Google, Click Fraud, and Invalid Clicks

Yesterday, Andy Beal posted a detailed story on Google and click fraud, in which I was quoted as saying that Google's click fraud rate is less than 2%. Did I really say that? Not quite.

First, some background. Andy and I met during the Search Engine Strategies conference in Chicago last week, and we spent an hour talking about our systems, methods, and policies for fighting click fraud. As everyone who has ever spoken to me about this knows by now, this is an issue we take very seriously, and have dedicated extensive resources to managing effectively. Unfortunately, there is a great deal of misinformation on this topic (mainly from third parties with an incentive to exaggerate the issue), so we have been exploring ways to become more transparent ourselves. Our top priority is to protect advertisers, so that means not disclosing any proprietary methods which would allow click fraud perpetrators to reverse-engineer our systems. However, there is still a great deal of information we can share. I and others on our team have spent literally hundreds of hours on communications and sharing such information outside Google. The goal is to improve the level of understanding of this issue to arm everyone against the FUD out there.

Andy's story provides a great summary of some of the key facts at Google:

  • Invalid clicks and click fraud are separate but related concepts (invalid clicks simply being the clicks for which we do not charge advertisers)
  • We have a four-stage process which detects the vast majority of invalid clicks before they affect advertisers
  • The total percentage of clicks we mark as invalid in our system is consistently in the single digits

We had a limited amount of time to cover a lot of ground, and of course, some miscommunication can result when discussing an issue of this complexity. Unfortunately, the most significant fact that seems to have been misrepresented is the one in the headline. Specifically, I never said that our click fraud rate is less than 2%.

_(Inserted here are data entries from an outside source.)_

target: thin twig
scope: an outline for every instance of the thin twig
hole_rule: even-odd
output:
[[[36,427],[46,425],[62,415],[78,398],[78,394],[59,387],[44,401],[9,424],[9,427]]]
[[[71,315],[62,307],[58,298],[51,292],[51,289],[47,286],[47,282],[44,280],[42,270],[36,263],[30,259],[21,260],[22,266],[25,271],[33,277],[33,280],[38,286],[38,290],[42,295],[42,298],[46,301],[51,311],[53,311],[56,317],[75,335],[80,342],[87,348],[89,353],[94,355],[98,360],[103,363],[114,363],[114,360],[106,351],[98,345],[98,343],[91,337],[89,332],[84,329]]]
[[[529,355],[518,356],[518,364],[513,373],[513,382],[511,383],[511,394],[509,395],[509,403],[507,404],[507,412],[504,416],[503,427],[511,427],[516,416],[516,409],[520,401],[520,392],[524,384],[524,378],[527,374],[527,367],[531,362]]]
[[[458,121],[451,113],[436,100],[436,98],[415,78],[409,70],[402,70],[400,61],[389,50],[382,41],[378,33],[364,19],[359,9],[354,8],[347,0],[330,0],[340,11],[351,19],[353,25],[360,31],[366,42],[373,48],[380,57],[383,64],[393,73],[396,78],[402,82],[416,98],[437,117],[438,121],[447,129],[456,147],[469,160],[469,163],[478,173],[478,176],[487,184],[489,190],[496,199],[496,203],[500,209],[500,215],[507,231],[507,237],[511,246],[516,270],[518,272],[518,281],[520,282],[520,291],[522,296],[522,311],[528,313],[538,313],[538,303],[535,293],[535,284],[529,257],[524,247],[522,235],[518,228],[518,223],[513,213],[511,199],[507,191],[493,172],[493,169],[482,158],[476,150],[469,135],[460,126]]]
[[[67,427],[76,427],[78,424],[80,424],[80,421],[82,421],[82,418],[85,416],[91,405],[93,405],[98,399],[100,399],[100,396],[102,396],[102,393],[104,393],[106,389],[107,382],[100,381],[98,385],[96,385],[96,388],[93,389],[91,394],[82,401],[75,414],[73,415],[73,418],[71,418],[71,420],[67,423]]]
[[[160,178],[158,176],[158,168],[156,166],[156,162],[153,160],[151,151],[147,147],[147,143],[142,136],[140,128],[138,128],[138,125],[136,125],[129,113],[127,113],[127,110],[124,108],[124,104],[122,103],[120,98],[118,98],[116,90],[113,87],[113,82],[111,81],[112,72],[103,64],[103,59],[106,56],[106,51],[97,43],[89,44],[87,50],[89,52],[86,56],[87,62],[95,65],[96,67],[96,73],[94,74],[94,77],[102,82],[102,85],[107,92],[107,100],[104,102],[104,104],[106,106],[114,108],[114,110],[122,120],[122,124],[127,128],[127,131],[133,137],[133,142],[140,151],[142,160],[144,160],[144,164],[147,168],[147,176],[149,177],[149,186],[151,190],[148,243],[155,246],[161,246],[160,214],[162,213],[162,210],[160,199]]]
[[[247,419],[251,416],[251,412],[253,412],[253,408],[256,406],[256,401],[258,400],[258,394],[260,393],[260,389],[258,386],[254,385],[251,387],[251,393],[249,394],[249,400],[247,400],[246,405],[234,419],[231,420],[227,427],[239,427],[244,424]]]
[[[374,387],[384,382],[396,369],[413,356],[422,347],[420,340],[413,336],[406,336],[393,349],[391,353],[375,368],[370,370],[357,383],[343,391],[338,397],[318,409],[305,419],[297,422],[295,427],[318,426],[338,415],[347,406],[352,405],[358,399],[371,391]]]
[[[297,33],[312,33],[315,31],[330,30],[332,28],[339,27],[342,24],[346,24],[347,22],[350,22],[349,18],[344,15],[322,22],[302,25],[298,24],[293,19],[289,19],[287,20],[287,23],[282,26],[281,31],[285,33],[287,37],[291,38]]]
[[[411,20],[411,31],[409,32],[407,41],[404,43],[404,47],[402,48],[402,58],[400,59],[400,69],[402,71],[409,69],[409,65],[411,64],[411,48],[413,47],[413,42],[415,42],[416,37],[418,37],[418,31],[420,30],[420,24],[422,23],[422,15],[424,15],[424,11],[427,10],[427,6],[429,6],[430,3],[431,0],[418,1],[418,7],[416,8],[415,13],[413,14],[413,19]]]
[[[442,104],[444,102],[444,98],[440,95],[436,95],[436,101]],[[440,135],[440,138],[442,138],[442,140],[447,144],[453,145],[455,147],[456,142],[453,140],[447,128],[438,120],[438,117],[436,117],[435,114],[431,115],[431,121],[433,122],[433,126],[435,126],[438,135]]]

Instead, what I said is that the quantity of invalid clicks which we detect as a result of reactive investigations is a "negligible proportion" of the total number of invalid clicks. Andy asked me if that percentage is less than 2%. I told him that I was not able to provide a bound, but yes, "negligible" certainly means less than 2% of invalid clicks.

However, more significantly, this is quite a different thing than saying that our "click fraud rate" is less than 2%. When we mark clicks as invalid because of suspected malicious activity, the vast majority of the time we do so proactively, and none of those cases are included in the reactive figure in question. We proactively discard a single-digit percentage of our revenue, primarily by filtering traffic before it impacts an advertisers' budgets and, less significantly, through off-line banning of AdSense publishers which leads to refunds to advertisers. The difference between proactive and reactive detection is the difference between the "attempted click fraud" caught by us and the click fraud which actually affects an advertiser in a way that requires their action to correct (by asking for an investigation). Obviously it is the second category which advertisers actually care about, and I think that is the spirit in which Andy wrote his headline.

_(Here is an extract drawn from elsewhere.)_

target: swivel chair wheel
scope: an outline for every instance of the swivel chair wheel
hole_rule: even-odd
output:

So what is our overall "click fraud rate"? As noted in the diagram in the story, it is virtually impossible to know the intent of every click. However, we can do a very effective job using statistical techniques to detect potentially malicious behavior, and the total number of invalid clicks we detect – whether for suspected malicious or non-malicious intent – is in the single digit percentages. So third-party estimates which say that click fraud is 15% or higher appear to clearly be substantial exaggerations.

I gave Andy this feedback, and he was able to make a few updates and corrections, but unfortunately was not able to change the headline. With the aforementioned caveats in mind, I would invite everyone to read Andy's article, as it does provide a great overview of the basic structure of our systems and philosophies about fighting click fraud.